Another option is to create new schools—either independently operated public charter schools or district-run magnet schools—that feature special themes or approaches and attract (like a magnet) parents from all socioeconomic backgrounds. Magnet schools have been around for decades; purposefully diverse charter schools are relatively new but gaining steam.
The smartest policy would probably combine the two approaches by creating “school choice” zones in gentrifying parts of cities. One could use a controlled choice system to engineer socioeconomically diverse schools as more middle-class families come back to the public schools—and make sure that none of the schools ends up becoming all-rich or all-poor. At the same time, one could create new magnet or charter schools and place them in these zones as attractive, dynamic options.

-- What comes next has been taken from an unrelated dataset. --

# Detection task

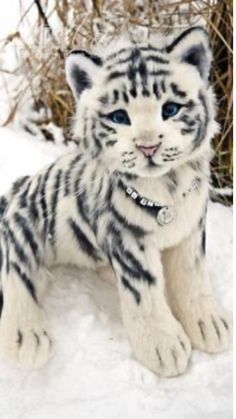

Once a group of middle-class parents has taken hold at a school, it is politically impossible to dislodge them. Thus, the time to act is when the neighborhood has started to gentrify, but before school demographics shift. It's probably too late for Park Slope or Northwest D.C., but there’s still time to get it right in, say, Harlem or Capitol Hill—and similar neighborhoods nationwide.
The recent movement of white and middle-class families into many of our great cities provides the best opportunity in a generation to create racially and socioeconomically integrated public schools. But it won’t happen automatically, and the moment may be fleeting. If policymakers want to seize this opportunity, they must act now.